The Long Knives
Traduction: Diniz Galhos

« Raciste et corrompu, le député Ritchie Gulliver est retrouvé mort dans un entrepôt d’Édimbourg.
Les suspects sont nombreux : concurrents, opposants politiques, victimes de ses escroqueries…
Sorti de désintoxication, l’inspecteur Ray Lennox est chargé de l’enquête. »
Quand on parle de polar écossais, on a tendance, et je fais mon mea culpa, à citer William McIlvanney et son fils Liam McIlvanney, Ian Rankin, Val McDermid ou à s’émerveiller sur Alan Parks quand on n’a jamais ouvert un roman glaswégien du clan McIlvanney. Alors peut-être est-ce parce qu’il n’écrit pas que des polars ou qu’il n’est pas dans la hype mais on oublie souvent de citer celui qui nous emmène vraiment dans le pire de l’Ecosse, à Edimbourg, je veux parler d’Irvine Welsh. Sûrement trop réaliste dans ses écrits, trop effrayant pour le lecteur en quête de polars d’investigation grand public, l’auteur de Trainspotting continue pourtant à écrire des polars qui flinguent ses lecteurs courageux tout en poursuivant sans relâche une critique méchamment acerbe de notre société consumériste et des nantis qui bénéficient de l’impunité pour leurs méfaits et saloperies.

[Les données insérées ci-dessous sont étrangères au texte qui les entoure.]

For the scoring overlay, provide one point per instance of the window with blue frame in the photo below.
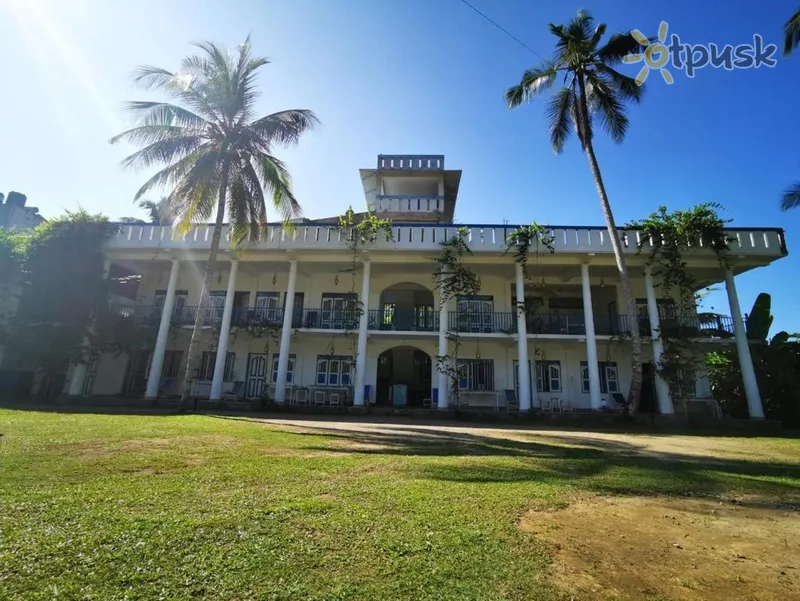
(476, 374)
(268, 307)
(289, 369)
(334, 370)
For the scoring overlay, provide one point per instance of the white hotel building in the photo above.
(572, 344)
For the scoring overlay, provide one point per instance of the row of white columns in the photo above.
(662, 389)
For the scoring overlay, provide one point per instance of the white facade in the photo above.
(575, 290)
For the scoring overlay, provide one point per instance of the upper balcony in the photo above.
(767, 243)
(408, 203)
(411, 162)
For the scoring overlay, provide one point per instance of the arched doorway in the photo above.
(407, 307)
(404, 377)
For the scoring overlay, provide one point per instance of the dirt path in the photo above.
(667, 446)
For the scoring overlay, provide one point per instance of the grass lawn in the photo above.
(177, 507)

Utilisant un parler spécifique de la capitale écossaise, Welsh nous plonge non pas dans le caniveau mais au plus profond des égouts d’Edimbourg et c’est moche, c’est sale, désespéré et certainement plus proche d’auteurs ricains comme Palahniuk de Fight club ou Brett Easton Ellis d’American psycho que de ses compatriotes.
Suite de Crime (2008) sorti en 2014 Au diable Vauvert et adapté en 2021 en une série très réussie visible actuellement sur Polar+ avec un Dougray Scott très convaincant dans le rôle de Ray Lennox flic borderline poursuivant un psychopathe, Les longs couteaux ne nécessite pas d’avoir lu le précédent pour entrer dans l’enfer. Aucun problème pour suivre, si on a les couilles (vulgarité volontaire mais totalement justifiée), Ian Lennox dans son terrible chemin de croix. Lennox subit pas mal de traumatismes et addictions qu’on attribue souvent aux flics de polars mais à la différence de certains auteurs qui accumulent les poncifs, chez Welsh tout parait très crédible, très en phase avec la terrible quête de Lennox aidé par un flic londonien aussi tourmenté que lui nommé Mark Hollis (un hommage au leader disparu de Talk Talk ?).
Irvine Welsh aurait raté le Booker Prize en choquant la sensibilité de certains membres du jury et on veut bien le croire. Ce roman trash, vulgaire diront certains détracteurs ou tout simplement très réaliste comme énonceront ses partisans dont je fais assurément partie ne s’adresse pas à tous les publics et il suffira au lecteur d’aller au bout d’un prologue éprouvant pour savoir s’il est prêt psychologiquement à accompagner Ray Lennox dans cette série de meurtres par émasculation. Oui quand même, c’est mieux de prévenir. Dans cette traversée du Styx uniquement tempérée par un humour aussi sombre que le climat ambiant, Welsh nous raconte les bas-fonds d’Edimbourg, nous convie à des excursions glauques à Londres et fait naître les origines de l’abomination plus loin, sur les pistes de ski des Alpes et à Téhéran dans la barbarie iranienne des mollahs.
« Les changements constants et rapides de notre monde cantonnaient le peuple dans un état de peur et de soumission absolu. Dressés à accepter leur propre servilité par la culture de la téléréalité et des tabloïds, ils en venaient à tolérer, voire à vénérer les abus des élites. »
Le verbe est puissant, les attaques contre les élites particulièrement percutantes, la faiblesse humaine est appréhendée à chaque page. Effroyable cauchemar, Les longs couteaux d’Irvine Welsh est un très grand polar certes trash mais également admirable dans son discours… pour public très averti.